In an interview with Politico in November, Sirois openly stated that his main goal was to safeguard the farmers from potential competition for new technologies, emphasizing the significance of farming and cattle industries in Florida.

Meanwhile, Arizona and Alabama also have interests in prohibiting cultivated meat, and Texas and Nebraska are pushing for stricter labeling regulations for plant and cell-based products.

Chef José Andrés grilling cultivated chicken
Image courtesy of GOOD Meat

Another way to make meat

Critics of the bill, including the biotech sector, argue that this decision will hinder the progress and growth of an industry under development.  Multiple studies suggest that cultivated meat has the potential to meet consumer demand while addressing climate, health, and animal welfare concerns.

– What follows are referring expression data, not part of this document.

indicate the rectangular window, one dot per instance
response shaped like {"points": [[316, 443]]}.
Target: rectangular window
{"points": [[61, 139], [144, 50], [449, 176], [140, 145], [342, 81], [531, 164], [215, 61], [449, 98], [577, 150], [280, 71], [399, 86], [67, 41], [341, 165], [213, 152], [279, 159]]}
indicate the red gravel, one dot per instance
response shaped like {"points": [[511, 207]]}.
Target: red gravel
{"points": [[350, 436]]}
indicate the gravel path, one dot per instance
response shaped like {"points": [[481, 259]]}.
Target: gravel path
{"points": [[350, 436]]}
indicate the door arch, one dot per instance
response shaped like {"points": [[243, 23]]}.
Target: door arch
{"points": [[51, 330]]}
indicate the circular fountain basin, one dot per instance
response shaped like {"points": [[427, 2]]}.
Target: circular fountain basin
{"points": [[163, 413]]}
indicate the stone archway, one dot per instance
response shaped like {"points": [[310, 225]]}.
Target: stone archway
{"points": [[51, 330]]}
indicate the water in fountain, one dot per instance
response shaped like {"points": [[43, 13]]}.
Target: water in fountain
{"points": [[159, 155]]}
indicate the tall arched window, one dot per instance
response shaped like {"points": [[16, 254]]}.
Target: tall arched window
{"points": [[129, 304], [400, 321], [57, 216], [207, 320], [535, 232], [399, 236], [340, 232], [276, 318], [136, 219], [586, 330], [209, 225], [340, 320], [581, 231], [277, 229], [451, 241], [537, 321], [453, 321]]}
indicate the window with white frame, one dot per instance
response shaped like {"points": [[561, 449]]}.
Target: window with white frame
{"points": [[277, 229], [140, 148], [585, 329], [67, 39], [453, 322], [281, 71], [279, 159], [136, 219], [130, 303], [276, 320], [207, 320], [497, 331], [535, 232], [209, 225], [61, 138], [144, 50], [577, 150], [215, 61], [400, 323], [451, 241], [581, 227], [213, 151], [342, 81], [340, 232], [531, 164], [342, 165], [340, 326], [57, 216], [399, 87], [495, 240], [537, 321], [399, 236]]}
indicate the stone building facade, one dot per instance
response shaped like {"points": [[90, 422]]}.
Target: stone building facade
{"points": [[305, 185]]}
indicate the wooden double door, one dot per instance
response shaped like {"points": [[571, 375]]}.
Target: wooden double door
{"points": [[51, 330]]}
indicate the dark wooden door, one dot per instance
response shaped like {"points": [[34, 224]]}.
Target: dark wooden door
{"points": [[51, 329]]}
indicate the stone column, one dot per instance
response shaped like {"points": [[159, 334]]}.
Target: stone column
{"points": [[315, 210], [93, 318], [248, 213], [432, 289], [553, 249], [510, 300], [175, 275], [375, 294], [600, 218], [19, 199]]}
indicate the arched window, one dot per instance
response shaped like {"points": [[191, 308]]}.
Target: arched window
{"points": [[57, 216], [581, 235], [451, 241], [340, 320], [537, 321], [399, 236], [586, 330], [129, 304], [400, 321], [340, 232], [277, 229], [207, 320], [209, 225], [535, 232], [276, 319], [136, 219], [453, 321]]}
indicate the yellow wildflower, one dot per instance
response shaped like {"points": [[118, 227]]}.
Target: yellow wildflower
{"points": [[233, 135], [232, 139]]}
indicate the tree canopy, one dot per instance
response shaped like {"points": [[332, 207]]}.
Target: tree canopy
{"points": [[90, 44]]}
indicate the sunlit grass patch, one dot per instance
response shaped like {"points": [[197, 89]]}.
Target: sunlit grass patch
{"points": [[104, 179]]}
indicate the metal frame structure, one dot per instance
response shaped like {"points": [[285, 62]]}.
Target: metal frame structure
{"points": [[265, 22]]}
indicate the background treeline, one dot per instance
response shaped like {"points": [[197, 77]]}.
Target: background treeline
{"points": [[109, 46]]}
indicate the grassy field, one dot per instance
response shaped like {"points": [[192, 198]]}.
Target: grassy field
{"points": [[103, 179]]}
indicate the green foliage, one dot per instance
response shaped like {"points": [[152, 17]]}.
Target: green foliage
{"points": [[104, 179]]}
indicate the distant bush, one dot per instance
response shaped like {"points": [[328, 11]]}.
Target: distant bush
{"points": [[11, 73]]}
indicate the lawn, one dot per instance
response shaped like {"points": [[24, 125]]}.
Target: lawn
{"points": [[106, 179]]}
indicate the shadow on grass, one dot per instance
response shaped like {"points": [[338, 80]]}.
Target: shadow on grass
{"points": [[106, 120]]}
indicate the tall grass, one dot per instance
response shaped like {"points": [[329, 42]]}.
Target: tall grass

In the US, more than 40 companies work in the development of cultivated meat or seafood, attracting 60% of global investments, according to Good Food Institute figures. Moreover, Tufts University launched the world’s first undergraduate degree in cellular agriculture with a USDA research grant. Also, this year, UC Davis launched a research center focusing on alternative proteins, including cultivated meat.

As reported, bill sponsor Jay Collins,  chairman of the Senate Agriculture Committee, said: “We believe that our beef grows from a cow on the ground that eats grass, generates beef when we slaughter it. Same thing with pigs, same thing with chickens.”

Cultivated meat has been approved for sale in Singapore and Israel.